Spec Kitty

└─ kitty-specs
   └─ Autonomous Multi-Agent Orchestrator

Mission Run:

📚 Docs ↗

Feature Specification: Autonomous Multi-Agent Orchestrator

Feature Branch: 020-autonomous-multi-agent-orchestrator Created: 2026-01-18 Status: Draft Input: Build orchestrator for autonomous feature execution with parallel WP processing and 9 CLI-capable agents

Overview

The Autonomous Multi-Agent Orchestrator enables spec-kitty to execute complete features without human intervention. Given a feature with defined work packages and dependencies, the orchestrator assigns WPs to AI agents, executes them in parallel where dependencies allow, uses different agents for implementation vs. review, and handles failures gracefully.

Research Foundation: This feature builds on the findings from feature 019 (Autonomous Multi-Agent Orchestration Research), which validated that 9 of 12 AI coding agents have CLI capabilities suitable for autonomous orchestration.

User Scenarios & Testing (mandatory)

User Story 1 - Autonomous Feature Execution (Priority: P1)

A developer has completed planning for a feature (spec, plan, tasks all defined with WP dependencies). They want to execute the entire feature autonomously while they focus on other work.

Why this priority: This is the core value proposition - freeing developers from manual WP-by-WP execution.

Independent Test: Can be tested by running orchestrator on a prepared feature with 3+ WPs and verifying all WPs complete with commits.

Acceptance Scenarios:

1. Given a feature with 5 WPs where WP01-WP03 are independent and WP04-WP05 depend on earlier WPs, When the user runs the orchestrate command, Then WP01-WP03 execute in parallel, WP04 starts when its dependencies complete, and WP05 starts when its dependencies complete.

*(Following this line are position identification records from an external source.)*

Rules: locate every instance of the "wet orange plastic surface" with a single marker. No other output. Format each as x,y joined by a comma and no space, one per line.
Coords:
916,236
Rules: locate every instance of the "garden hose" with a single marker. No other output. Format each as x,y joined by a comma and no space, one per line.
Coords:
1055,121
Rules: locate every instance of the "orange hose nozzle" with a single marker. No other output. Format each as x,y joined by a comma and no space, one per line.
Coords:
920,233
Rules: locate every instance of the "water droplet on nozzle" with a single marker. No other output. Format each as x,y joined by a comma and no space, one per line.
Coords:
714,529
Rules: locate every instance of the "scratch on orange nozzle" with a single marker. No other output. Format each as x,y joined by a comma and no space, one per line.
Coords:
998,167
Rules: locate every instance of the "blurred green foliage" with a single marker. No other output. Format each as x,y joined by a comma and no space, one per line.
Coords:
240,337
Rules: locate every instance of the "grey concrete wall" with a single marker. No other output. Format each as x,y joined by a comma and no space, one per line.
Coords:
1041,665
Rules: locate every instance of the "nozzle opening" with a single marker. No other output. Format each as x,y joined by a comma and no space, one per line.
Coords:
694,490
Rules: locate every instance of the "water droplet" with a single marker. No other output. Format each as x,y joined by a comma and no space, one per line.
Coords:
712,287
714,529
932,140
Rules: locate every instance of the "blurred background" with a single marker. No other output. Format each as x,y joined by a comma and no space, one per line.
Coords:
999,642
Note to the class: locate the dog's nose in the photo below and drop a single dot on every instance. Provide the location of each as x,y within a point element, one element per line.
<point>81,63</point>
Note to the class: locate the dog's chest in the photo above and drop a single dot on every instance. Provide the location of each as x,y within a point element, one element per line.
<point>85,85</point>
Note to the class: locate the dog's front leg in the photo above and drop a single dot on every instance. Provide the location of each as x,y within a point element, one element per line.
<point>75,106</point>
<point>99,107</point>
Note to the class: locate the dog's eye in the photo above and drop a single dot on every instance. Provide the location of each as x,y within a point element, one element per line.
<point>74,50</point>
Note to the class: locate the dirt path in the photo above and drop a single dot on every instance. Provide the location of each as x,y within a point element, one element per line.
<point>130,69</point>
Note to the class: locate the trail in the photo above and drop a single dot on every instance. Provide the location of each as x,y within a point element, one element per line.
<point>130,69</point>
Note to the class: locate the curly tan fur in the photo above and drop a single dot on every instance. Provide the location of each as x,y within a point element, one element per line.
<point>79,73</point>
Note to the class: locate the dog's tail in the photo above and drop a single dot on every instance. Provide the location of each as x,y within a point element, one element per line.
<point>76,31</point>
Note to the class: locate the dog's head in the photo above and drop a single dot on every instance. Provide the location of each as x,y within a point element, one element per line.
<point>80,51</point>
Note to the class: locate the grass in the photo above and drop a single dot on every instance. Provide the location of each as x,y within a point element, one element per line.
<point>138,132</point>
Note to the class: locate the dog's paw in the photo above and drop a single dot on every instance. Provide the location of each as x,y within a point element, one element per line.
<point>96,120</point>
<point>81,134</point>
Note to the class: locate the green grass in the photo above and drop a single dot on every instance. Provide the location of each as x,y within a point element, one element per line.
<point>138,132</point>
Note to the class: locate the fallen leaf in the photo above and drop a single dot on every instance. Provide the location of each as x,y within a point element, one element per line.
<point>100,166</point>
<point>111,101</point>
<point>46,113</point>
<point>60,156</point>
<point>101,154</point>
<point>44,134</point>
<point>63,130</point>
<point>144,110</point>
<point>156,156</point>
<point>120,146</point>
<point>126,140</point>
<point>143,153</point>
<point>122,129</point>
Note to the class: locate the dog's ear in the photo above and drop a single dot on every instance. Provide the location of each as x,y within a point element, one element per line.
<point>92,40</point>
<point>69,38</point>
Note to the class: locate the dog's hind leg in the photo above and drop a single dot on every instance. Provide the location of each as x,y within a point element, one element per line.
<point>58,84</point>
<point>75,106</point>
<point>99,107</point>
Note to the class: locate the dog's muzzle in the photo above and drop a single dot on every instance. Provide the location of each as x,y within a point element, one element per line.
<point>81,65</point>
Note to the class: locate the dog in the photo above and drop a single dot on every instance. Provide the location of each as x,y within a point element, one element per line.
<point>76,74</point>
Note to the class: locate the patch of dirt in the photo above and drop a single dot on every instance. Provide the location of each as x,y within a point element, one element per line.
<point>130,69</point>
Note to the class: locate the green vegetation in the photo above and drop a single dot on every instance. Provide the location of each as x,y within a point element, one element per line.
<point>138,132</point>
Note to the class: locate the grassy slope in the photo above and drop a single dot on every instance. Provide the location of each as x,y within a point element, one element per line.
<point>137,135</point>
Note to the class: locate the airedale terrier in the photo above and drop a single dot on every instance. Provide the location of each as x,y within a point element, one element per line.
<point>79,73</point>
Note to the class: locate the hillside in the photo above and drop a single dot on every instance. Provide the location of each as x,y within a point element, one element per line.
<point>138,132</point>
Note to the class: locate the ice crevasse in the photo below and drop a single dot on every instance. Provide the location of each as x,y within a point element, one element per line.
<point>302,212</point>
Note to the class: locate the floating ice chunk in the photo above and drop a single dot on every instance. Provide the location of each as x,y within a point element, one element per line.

2. Given a feature with all WPs in "planned" lane, When orchestration completes successfully, Then all WPs are in "done" lane with commits in their worktrees.

3. Given an orchestration in progress, When the user checks status, Then they see which WPs are running, which are complete, and which are pending.

User Story 2 - Cross-Agent Review (Priority: P1)

A developer wants implementation and review done by different AI agents to catch blind spots that a single agent might miss.

Why this priority: Different agents using different models provide genuine code review value, not just self-review.

Independent Test: Can be tested by configuring two agents and verifying the review agent is different from the implementation agent for each WP.

Acceptance Scenarios:

1. Given user configures Claude Code for implementation and GitHub Codex for review, When a WP is implemented by Claude Code, Then the review is performed by GitHub Codex.

2. Given user has only one agent configured, When orchestration runs, Then the same agent performs both implementation and review (single-agent mode) with a configurable delay between phases.

User Story 3 - Failure Recovery (Priority: P2)

An agent fails during execution (rate limit, network error, authentication failure). The orchestrator should handle this gracefully without losing progress.

Why this priority: Real-world reliability requires handling failures without manual intervention.

Independent Test: Can be tested by simulating agent failure and verifying fallback behavior.

Acceptance Scenarios:

1. Given preferred agent fails with rate limit error, When fallback strategy is "next_in_list", Then the next agent in the configured list attempts the task.

2. Given all agents fail for a WP, When max retries exceeded, Then orchestration pauses and alerts the user for manual intervention.

3. Given orchestration is interrupted (Ctrl+C, system restart), When user runs orchestrate with --resume, Then orchestration continues from where it stopped.

User Story 4 - Agent Configuration (Priority: P2)

A developer wants to configure which agents are available, their roles (implementation/review), and priority order.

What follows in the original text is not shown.